Hier das nächste Beispiel dafür, dass die Knospe „Punk“ in den USA zu einer ziemlich bunten musikalischen Blüte geführt hat: Miami, das zweite Albumvom Gun Club, ist das erste Album, das ich von dieser Band damals gehört habe – und ich habe es geliebt: Wegen des unirdischen Geheuls des Sängers, wegen der rasanten Gitarren und weil es wieder ganz anders war, als der ganze Rest. Die einzige vergleichbare Band waren The Cramps, mit denen The Gun Club bald auch personell verbunden waren. Was ich ’82 nicht wusste: Jeffrey Lee Pierce – der Sänger und Songwriter des Gun Club – musste mit Miami einem beeindruckenden Debüt etwas gleichwertiges entgegensetzen. Und er war klug genug, nicht Fire of Love Teil II zu machen. Mit Chris Stein von Blondie produzierte ein Könner das neue Album und die von Pierce verehrte Debbie Harry sang unter dem Pseudonym D.H. Laurence Jr Backing Vocals – womit ein weiterer Hinweis auf das literarische Fundament der Musik des Gun Club gegeben wurde. So verband Pierce auf Miami Punk, Blues, Country und das Image des selbstzerstörerischen Grüblers noch etwas organischer als auf dem Debüt. Mit weniger Punk nun, was zu Lasten von Wut und Wucht ging, diese Album aber musikalisch „reichhaltiger“ macht: Man konnte nun vielleicht mehr auf Songs und Lyrics achten.
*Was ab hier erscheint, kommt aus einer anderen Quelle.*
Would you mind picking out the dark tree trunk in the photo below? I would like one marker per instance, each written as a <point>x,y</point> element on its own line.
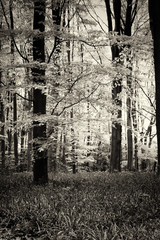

Miami wurde durch diese Reduzierung des Punk-Anteils zu so etwas wie dem neuen Testament des „Americana“. Dennoch: Immer noch heulen die Gitarren, immer noch liegt Pierce’s manischer Gesang neben der Melodie, immer noch ist die Musik so reduziert, wie man es sich von so manchem Americana-Act der Neunziger gewünscht hat – und immer noch gibt es Songs, denen jedes Gewand stehen würde. Dass sie CCR’s „Run Through the Jungle“ coverten, war völlig schlüssig – zumal sie dem Song einen sehr eigenen Anstrich gaben. Aber eigene Songs wie der Opener „Carry Home“, wie „A Devil in the Woods“ oder „John Hardy“ können neben denen des Debüt’s locker bestehen. Ich habe es mal folgendermaßen beschrieben gelesen: Musik wie eine Teufelsbeschwörung, ein grausliches Ding aus dem Sumpf.